Coup de froid sur Desertec. La fondation du même nom, qui s’est fixée pour mission de créer un réseau d’installations solaires et éoliennes en Afrique du Nord et au Moyen-Orient, se sépare du consortium d’industriels avec lequel elle s’était alliée en 2009.
Dans un communiqué, lundi, l’organisation à l’origine du projet de parc solaire de 400 milliards d’euros dans le Sahara évoque «de multiples disputes insolubles».
«Le problème, précise son directeur et cofondateur, Thiemo Gropp, est surtout d’ordre réputationnel.» En d’autres termes, Desertec estime que les considérations négatives des ABB, Eon, RWE, Deutsche Bank, ou d’autres membres de la Desertec industrial initative (Dii), nuisent à la crédibilité du concept. «Nous leur avons dit: clarifiez votre position, et reprenons contact plus tard», résume Thiemo Gropp.

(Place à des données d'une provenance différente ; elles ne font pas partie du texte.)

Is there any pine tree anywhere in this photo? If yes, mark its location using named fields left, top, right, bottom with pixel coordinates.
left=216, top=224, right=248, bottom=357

Et maintenant? «C’est dommage, cette alliance était unique! Nous allons en souffrir temporairement, ils nous apportaient leur expertise. Mais nous avons un réseau international et des contacts avec d’autres groupes», assure-t-il, alors que Siemens et Bosch, en se retirant d’un secteur photovoltaïque coulé par l’abondance de biens chinois, ont tous deux tourné le dos au projet, fin 2012 déjà. «La crise du solaire n’a pas de lien avec cette séparation», coupe Thiemo Gropp.
Un problème technique, éthique et conjoncturel
Ce n’est pas l’avis de Hans Püttgen, directeur de l’Energy center de l’EPFL: «Le solaire a du plomb dans l’aile, en ce moment.» Selon lui, il est logique que les grands industriels qui, en plus, subissent la récession en Europe, soient moins enthousiastes qu’il y a 4 ans, lorsque l’objectif était de répondre, d’ici à 2050, à 15% de la demande du Vieux Continent.
Mais ce n’est pas le seul problème d’un projet auquel Hans Püttgen n’a jamais cru: «Sur le papier, Desertec est né d’un formidable élan. Mais il cumule plusieurs défauts». Ethique, d’abord: «Produire de l’électricité au Sahara pour les besoins européens me semble inapproprié, alors que l’Afrique souffre d’un grand manque», pointe-t-il. Ensuite, «le transport par un réseau de haute tension via les fonds de la Méditerranée est un sacré défi technique», insiste le professeur.
En mai dernier, interrogé par Euractiv.com, le directeur de Dii, Paul van Son, admettait d’ailleurs déjà avoir abandonné «la vision d’un acheminement de l’énergie de l’Afrique du Nord, qui était la raison d’être de Desertec».